Overall, I feel overwhelmingly lucky at how well this pregnancy has gone. The only major hiccup was my own clumsy fault. My body has done what it is supposed to do and the normal pregnancy aches and pains have been on the mild side.
That being said, I'm a whiny pansy. I really am. I haven't done well with the limitations my pregnant body has, especially when the end point seems so far away. The end point, my due date. It not all that far away any more. 47 days (45 if you go by the ultrasound). I'm finally feeling like I can do it. I may have to do things at a slower pace and take more breaks, but I can get through the next 7 weeks, its not that long. I may have to ask for help more often, but I have great friends and family and they get more annoyed when I don't ask and try to do something stupid myself. I spent so much time worrying about being able to survive this summer that I just realized I made it through the hardest part, the monsoons are here and they are fantastic! I'm going to focus on enjoying these last weeks of my pregnancy, since it is likely to be my only one.
With my 3rd trimester about half way over, our to-do list seems to get bigger and bigger. I think it just seems to get bigger since the time is smaller. We have accomplished parts of each project, but not enough to cross anything off. Like our bag for when I go into labor. We have a bag picked out and a list of what goes in it, but it isn't packed, and we have to buy a lot of the things we need for it. Then there is the house, most of the projects can't be finished completely until we can clean out the office and turn it into a guest room. Does anyone want a drafting table?
The other thing that has been on my mind is the state of motherhood. I feel like we are at this weird place where we are first time parents and not, all at the same time. The most obvious thing for me is sleep. Every time A or I make a comment about sleep, it seems like everyone's reaction is "Just wait 'til that baby comes! Enjoy the sleep you get while you can!" Well, yeah. Having a newborn means you don't get sleep. Fortunately, that's what maternity leave is for. When we had foster kids we had work the next day. I think with A&A I took one day off, but that day was spend getting shots so they could be enrolled in day care. Taking 2 kids to the doctor and them both needing shots before you know them 24 hours was one of the most traumatic things I've ever had to do. By the end I wanted to cry with them. My trauma was only a drop in the bucket to what they had to be going through.
There are some things that I'm really looking forward to having my own children instead of fostering. She will be able to sleep in our room and in our bed if we want. Our first placement would have been able to be in our room, but she was too big for the bassinet we had, so she was in the crib in the nursery. The other big thing is FORMULA! We don't have to get up an mix a bottle every time she wakes up! I'm also hoping our little girl has a stronger immune system! It seemed like our foster kids were ALWAYS sick, and we were, too. Hopefully breast feeding and pushing daycare off a bit will help us not catch EVERYTHING! I also think the foster kids were especially vulnerable because of all of the stress of their situation. Poor kids. The biggest different is we won't have to deal with CPS! We don't have to arrange our week around when the kids are on visits or when we have home visits. We won't have team meetings and court dates. We won't have to get permission to cut her hair! Maybe one day we will have to deal with CPS again and it will mean the adoption laws in AZ have changed and we can both have legal rights to our kids. Then it will be worth it!
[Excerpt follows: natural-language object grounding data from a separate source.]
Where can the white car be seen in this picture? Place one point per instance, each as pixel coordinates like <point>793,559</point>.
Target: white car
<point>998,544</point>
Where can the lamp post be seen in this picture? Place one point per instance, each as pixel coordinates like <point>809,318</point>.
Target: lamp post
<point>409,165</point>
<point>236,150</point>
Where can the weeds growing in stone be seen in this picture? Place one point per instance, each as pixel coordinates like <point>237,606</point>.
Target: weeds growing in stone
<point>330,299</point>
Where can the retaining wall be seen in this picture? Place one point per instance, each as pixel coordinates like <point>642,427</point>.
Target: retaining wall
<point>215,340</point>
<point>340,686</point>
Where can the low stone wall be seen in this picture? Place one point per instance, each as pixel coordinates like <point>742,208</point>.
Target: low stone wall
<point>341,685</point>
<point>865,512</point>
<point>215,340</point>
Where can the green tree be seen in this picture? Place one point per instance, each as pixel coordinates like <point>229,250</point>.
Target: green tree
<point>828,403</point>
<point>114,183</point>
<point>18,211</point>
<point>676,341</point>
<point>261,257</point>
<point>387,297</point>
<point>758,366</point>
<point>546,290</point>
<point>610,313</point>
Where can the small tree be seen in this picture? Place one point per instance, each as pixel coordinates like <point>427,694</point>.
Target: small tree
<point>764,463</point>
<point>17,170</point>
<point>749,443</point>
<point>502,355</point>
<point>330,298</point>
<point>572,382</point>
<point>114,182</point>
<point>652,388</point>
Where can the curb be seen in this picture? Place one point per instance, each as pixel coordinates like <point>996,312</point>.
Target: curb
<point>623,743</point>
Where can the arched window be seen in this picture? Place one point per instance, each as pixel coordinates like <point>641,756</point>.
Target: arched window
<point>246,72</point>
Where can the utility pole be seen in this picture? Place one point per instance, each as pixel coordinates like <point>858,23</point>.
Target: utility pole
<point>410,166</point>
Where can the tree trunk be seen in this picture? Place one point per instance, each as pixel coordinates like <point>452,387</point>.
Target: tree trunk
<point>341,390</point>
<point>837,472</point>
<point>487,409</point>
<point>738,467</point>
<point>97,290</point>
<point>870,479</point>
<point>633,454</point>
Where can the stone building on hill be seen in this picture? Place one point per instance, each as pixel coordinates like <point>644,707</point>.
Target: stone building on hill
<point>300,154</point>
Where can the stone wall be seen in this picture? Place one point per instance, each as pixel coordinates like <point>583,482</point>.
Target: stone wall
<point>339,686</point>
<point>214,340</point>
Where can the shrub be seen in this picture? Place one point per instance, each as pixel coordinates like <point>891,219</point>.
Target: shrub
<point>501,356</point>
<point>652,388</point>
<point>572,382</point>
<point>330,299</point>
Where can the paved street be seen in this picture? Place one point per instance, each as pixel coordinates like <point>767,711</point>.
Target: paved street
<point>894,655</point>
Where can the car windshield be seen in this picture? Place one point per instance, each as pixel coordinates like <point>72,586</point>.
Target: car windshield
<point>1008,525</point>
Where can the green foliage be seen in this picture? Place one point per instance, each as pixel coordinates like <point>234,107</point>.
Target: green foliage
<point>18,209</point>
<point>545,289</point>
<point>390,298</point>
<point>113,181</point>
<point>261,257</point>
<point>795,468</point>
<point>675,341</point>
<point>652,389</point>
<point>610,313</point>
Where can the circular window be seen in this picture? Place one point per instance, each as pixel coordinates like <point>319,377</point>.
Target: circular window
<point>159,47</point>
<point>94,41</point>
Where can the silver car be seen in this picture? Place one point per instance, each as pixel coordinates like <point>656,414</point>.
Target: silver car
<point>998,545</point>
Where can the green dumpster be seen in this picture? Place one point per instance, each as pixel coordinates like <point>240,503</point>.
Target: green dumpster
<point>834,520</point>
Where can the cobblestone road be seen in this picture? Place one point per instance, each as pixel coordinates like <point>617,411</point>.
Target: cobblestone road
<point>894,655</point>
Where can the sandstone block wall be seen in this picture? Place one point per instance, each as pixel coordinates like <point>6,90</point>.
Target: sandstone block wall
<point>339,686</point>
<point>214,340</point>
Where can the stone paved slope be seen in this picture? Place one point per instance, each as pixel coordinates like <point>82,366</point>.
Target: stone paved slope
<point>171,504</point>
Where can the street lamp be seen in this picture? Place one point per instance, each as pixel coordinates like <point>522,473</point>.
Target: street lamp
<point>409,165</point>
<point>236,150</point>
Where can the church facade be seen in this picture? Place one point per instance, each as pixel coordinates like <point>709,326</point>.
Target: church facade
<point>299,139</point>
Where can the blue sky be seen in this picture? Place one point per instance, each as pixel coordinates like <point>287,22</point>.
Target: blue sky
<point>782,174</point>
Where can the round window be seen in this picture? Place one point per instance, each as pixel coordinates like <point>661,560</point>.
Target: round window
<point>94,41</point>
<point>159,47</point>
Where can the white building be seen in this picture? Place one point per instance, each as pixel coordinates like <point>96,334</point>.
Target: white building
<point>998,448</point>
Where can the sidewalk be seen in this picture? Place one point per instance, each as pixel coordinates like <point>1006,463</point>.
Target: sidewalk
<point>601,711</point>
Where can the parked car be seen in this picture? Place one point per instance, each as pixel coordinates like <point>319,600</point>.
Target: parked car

One thing I did find comfort in with fostering that I won't have with our own is the lack of permanence. At the most difficult times when I had given up hope, I found some comfort in the fact that the situation wasn't permanent. At some point that particular problem would be someone else's to deal with. When I couldn't comfort one of the kids when they were upset, it was easier to not feel like a failure. I wasn't the one they wanted to be comforted by and that was okay and normal. But that won't be true anymore. Fortunately it also taught me that usually that problem would eventually be resolved anyways. As my mother-in-law quotes, "This too shall pass".
I feel like I'm prepared for parenthood. You can't be prepared for every situation, but know our parenting style and work well as a team. I know there will be times when we feel overwhelmed, but now we will be able to take a break and have a babysitter. They won't have to have their fingerprint card and be on file with the agency. We can ask a favor from a friend or our family and get an evening out.
In the mean time we are focusing on the things foster care couldn't prepare us for; pregnancy, labor, and birth, breastfeeding, vaccinations (since we didn't have a choice before), co-sleeping. Later this week we are going to a La Leche League meeting. We were warned by our Bradley instructor that there will be a lot of women breastfeeding (scandalous!), most without using a nursing cover (even more scandalous!). Umm, yeah, its La Leche League, that's the point! Anyways, I'll try to write a blog afterwards about the meeting and about their book, "The Womanly Art of Breastfeeding".
Well, that was a rather long blog for me, hopefully it wasn't too disjointed!